Le savoir, cet ennemi

Les grandes centrales syndicales ont appelé cette semaine à une mobilisation contre les politiques du gouvernement Harper. Ceux qui ont la science et la recherche à coeur auraient toutes les raisons d'en faire autant. Car cette année encore, le savoir scientifique continuera d'être une cible de choix pour les conservateurs.

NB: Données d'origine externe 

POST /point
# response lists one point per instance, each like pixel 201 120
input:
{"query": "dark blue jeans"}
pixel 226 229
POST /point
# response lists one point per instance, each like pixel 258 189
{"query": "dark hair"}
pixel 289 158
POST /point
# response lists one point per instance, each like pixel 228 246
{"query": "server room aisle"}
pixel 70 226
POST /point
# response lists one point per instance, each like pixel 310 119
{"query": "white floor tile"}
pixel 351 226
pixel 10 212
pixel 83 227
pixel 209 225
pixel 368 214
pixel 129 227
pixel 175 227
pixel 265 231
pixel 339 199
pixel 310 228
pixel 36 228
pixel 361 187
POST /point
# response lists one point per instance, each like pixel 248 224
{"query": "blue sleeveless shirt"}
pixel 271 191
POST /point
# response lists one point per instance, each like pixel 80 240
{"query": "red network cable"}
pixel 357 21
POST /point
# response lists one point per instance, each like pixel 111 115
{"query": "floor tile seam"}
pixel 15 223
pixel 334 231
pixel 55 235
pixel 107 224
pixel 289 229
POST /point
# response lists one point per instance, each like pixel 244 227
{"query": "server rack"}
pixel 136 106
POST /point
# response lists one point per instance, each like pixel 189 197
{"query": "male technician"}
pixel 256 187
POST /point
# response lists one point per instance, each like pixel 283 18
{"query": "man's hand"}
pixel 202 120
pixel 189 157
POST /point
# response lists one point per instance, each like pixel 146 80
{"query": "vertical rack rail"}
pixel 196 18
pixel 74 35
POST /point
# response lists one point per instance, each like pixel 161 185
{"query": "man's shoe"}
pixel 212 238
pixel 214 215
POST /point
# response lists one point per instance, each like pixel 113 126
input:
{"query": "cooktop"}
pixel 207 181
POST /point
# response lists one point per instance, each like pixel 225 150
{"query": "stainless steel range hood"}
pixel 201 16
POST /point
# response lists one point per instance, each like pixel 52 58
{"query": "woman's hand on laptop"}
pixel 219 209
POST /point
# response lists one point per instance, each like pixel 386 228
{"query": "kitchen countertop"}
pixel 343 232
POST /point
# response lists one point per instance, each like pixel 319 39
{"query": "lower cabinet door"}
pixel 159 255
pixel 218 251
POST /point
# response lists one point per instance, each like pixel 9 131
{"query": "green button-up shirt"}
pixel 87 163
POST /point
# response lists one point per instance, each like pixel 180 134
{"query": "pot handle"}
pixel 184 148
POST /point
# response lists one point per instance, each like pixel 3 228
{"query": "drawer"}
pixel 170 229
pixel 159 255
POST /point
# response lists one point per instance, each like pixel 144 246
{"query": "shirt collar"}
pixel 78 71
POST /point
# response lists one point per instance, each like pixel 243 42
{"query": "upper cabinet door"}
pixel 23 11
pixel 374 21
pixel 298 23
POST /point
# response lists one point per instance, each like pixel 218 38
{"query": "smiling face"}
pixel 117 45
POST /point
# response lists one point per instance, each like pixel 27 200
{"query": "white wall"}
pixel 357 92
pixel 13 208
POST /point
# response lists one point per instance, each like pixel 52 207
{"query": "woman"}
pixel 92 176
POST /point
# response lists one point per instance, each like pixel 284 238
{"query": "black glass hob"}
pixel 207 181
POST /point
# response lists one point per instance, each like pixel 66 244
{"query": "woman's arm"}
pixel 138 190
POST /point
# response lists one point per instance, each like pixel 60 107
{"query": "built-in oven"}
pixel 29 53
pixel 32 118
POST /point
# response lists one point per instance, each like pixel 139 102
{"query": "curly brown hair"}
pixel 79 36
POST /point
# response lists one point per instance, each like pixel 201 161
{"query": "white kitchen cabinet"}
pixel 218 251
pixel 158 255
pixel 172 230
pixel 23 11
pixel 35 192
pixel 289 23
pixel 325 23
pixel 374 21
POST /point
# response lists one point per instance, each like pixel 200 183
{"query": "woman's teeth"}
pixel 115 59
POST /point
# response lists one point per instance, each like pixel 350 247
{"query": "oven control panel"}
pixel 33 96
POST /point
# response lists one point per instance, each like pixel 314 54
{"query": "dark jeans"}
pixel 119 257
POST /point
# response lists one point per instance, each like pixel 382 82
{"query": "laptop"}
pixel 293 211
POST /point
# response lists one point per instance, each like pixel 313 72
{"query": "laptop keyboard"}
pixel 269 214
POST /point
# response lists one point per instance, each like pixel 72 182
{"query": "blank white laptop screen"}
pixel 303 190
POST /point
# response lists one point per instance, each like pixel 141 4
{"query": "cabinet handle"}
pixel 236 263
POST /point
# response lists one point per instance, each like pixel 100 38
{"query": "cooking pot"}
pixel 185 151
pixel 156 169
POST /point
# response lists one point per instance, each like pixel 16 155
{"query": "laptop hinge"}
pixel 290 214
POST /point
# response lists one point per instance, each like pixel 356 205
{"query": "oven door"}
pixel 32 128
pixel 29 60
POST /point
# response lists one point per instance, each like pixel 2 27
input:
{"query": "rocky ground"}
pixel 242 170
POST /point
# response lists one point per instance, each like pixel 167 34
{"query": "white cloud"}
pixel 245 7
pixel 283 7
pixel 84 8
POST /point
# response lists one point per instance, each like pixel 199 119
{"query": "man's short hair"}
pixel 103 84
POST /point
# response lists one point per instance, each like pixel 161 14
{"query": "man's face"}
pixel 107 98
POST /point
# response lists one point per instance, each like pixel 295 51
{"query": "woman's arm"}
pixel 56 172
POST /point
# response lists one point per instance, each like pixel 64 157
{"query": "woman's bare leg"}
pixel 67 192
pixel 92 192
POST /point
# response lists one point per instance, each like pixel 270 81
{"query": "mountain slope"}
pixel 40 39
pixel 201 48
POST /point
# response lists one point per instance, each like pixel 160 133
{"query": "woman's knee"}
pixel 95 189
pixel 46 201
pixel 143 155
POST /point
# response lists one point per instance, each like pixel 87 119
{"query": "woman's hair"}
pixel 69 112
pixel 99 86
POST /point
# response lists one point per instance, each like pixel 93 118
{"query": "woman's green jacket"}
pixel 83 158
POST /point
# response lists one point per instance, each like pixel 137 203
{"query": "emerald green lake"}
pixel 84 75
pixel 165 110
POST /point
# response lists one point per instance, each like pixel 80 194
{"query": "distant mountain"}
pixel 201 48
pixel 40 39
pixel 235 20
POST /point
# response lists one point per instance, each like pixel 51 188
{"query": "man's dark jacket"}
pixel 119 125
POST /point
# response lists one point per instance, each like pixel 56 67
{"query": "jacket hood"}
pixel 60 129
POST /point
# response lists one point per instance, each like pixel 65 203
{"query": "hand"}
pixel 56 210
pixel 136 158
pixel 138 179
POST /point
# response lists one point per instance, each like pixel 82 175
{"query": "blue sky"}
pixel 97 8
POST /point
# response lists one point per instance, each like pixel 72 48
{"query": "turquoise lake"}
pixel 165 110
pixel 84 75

La CBC et le Globe and Mail ont fait état au cours des derniers jours de l'inquiétude de la communauté scientifique devant la décision de Pêches et Océans Canada de fermer 7 de ses 11 bibliothèques d'ici 2015. Le plan conservateur consiste à les regrouper dans deux installations principales à Darmouth, en Nouvelle-Écosse, et à Sydney, en Colombie-Britannique. Des collections «spécialisées» seront hébergées dans deux bibliothèques de la Garde côtière canadienne à Ottawa et à Sydney, en Nouvelle-Écosse. La seule bibliothèque scientifique maritime francophone du pays, celle de l'Institut Maurice-Lamontagne à Mont-Joli, sera fermée malgré un avis du commissaire aux langues officielles recommandant de la laisser ouverte.
En plus de museler ses scientifiques, ses archivistes et ses bibliothécaires, de couper dans les programmes de recherche et de fermer des laboratoires de surveillance de la pollution de l'eau, le gouvernement Harper se débarrasse de ses bibliothèques de sciences maritimes pour des raisons qui ont moins à voir avec des économies d'argent - son plan de consolidation lui ferait épargner un gros 430 000 $ par année! - qu'avec une idéologie obscurantiste.
Pêches et Océans Canada prétend que sa collection conservera la même taille et la même étendue et qu'elle sera accessible en ligne, ce dont doutent plusieurs scientifiques. Le spécialiste de la biologie marine de l'Université Dalhousie Jeff Hutchings se demande avec raison comment le Ministère pourra numériser l'ensemble de ses documents imprimés (sa collection en comptait quelque 660 000 à l'automne 2012) avec des ressources humaines et financières réduites. «On ne sait pas ce qui sera conservé et ce qui sera perdu», déplorait le biologiste dans une entrevue accordée lundi à la CBC.
Des scientifiques du Ministère ont pour leur part confié sous le couvert de l'anonymat au magazine d'actualités en ligne The Tyee que beaucoup de matériel était «perdu à jamais», n'hésitant pas à qualifier le plan de regroupement des bibliothèques du gouvernement conservateur de «libricide».
Dans la section «Bibliothèques» du portail de Pêches et Océans Canada, on peut mesurer toute l'ampleur du flou qui entoure ce plan. Il y est notamment mentionné que 30 000 publications et rapports du Ministère sont actuellement accessibles en ligne, et que «les autres documents pourront être numérisés à la demande des utilisateurs». Il y est également précisé que des documents «en double ou non» pourraient être offerts à des universités ou à «d'autres partenaires de la région» et que «le Ministère peut éliminer de sa collection seulement le contenu en double se trouvant dans plus d'une bibliothèque et, dans de très rares cas, les documents qui ne traitent pas de sujets liés à son mandat».
Son mandat? Mais qu'est donc le mandat de Pêches et Océans Canada devenu sous les conservateurs, au juste? Le Ministère est édenté, comme l'est celui de l'Environnement. Les compagnies qui se livrent à une exploitation sauvage des ressources du pays ou qui envisagent de le faire sans s'enfarger dans les fleurs de l'environnement n'ont pas trop à craindre de se faire mordre. Le gouvernement conservateur n'a-t-il pas démantelé ou modifié à leur intention les lois canadiennes sur les pêches, sur la protection des eaux et sur l'évaluation environnementale?
Mais revenons à nos moutons. Quand le gouvernement Harper s'en prend à la science environnementale comme il le fait, c'est non seulement à la liberté académique et au capital intellectuel des Canadiens qu'il s'attaque, mais aussi éventuellement à leur bien-être.